Por outro lado, existe o advocacy no poder Executivo. Após a aprovação da lei, é preciso implementá-la. Atuamos para que as melhores leis aconteçam e depois para que se tornem políticas públicas.
Como a Fundação atua junto ao Poder Executivo?
No último dia 25, por exemplo, fomos selecionados para participar da Comissão Nacional dos Objetivos de Desenvolvimento Sustentável (ODS). Vamos acompanhar e monitorar a implementação dos Objetivos de Desenvolvimento Sustentável, firmados durante a Cúpula de Desenvolvimento Sustentável das Nações Unidas, em 2015.
São 17 objetivos e 169 metas governamentais, que visam o progresso e desenvolvimento de forma justa e equilibrada, a serem trabalhados de forma global, até 2030.
A infância é citada diretamente em dez objetivos. Os demais, exceto recursos marítimos, abordam a temática indiretamente. Foi a missão diplomática brasileira, inclusive, que levou o tema do trabalho infantil à cúpula, por se tratar de um assunto já superado em alguns países.
Para a criação da comissão, nós insistimos que houvesse a representação da sociedade civil e não apenas de ministérios. Somos parte de um grupo de oito organizações. Não é possível falar de metas para o futuro sem falar de infância.
Quais são os desafios para a implementação de políticas públicas?
O Brasil tem uma complexidade territorial. O país é muito grande. Podemos tratar e definir como será um programa, mas as famílias estão nos 5570 municípios. É lá onde ocorre a implementação. Esse é um desafio.
Costumo dizer que há um esforço muito grande em produzir novas leis para preencher um vazio de políticas. O problema é a falta de implementação e não a falta de lei.
Quais profissionais atuam em advocacy?
É uma equipe multidisciplinar. São advogados, assistentes sociais, especialistas em estatística, sociólogos, assessores parlamentares, entre outros.
Nossa equipe é bastante mista. Todo posicionamento que fazemos passa primeiro por uma análise jurídica, considerando qual lei a proposta pode ferir ou agregar. Após a primeira análise, os outros profissionais do grupo realizam uma pesquisa do ponto de vista social.
Como isso acontece em relação ao Trabalho Infantil?

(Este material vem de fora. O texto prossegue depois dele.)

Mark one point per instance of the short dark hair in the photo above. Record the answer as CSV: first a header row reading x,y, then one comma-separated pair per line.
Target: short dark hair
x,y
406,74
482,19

Para acompanhar o Trabalho infantil, por exemplo, nós mapeamos a Comissão de Constituição, Justiça e Cidadania (CCJ), na intenção de saber o que cada um dos membros pensava sobre a PEC 18/2011 – um conjunto de leis a respeito da diminuição da idade mínima para o trabalho.
Nesse assunto, nossos parceiros são Organização Internacional do Trabalho (OIT), Ministério Público do Trabalho (MPT) e Fórum Nacional de Prevenção e Erradicação do Trabalho Infantil (FNPETI). Esses são os atores que também estão no Congresso, atuando nessa pauta.
Como a comunicação pode contribuir para atuação do advocacy no combate ao trabalho infantil?
Um grande desafio é o aspecto cultural. Precisamos acabar com os mitos que dizem que é melhor trabalhar do que ficar na rua. Lugar de criança é na escola, nos espaços culturais. Acho que a Rede Peteca – Chega de Trabalho Infantil tem isso de bom. É importante investir no processo de informação desses jovens. Mesmo que os pais tenham trabalhado desde cedo, é importante que o filho não repita isso, para ter uma vida melhor.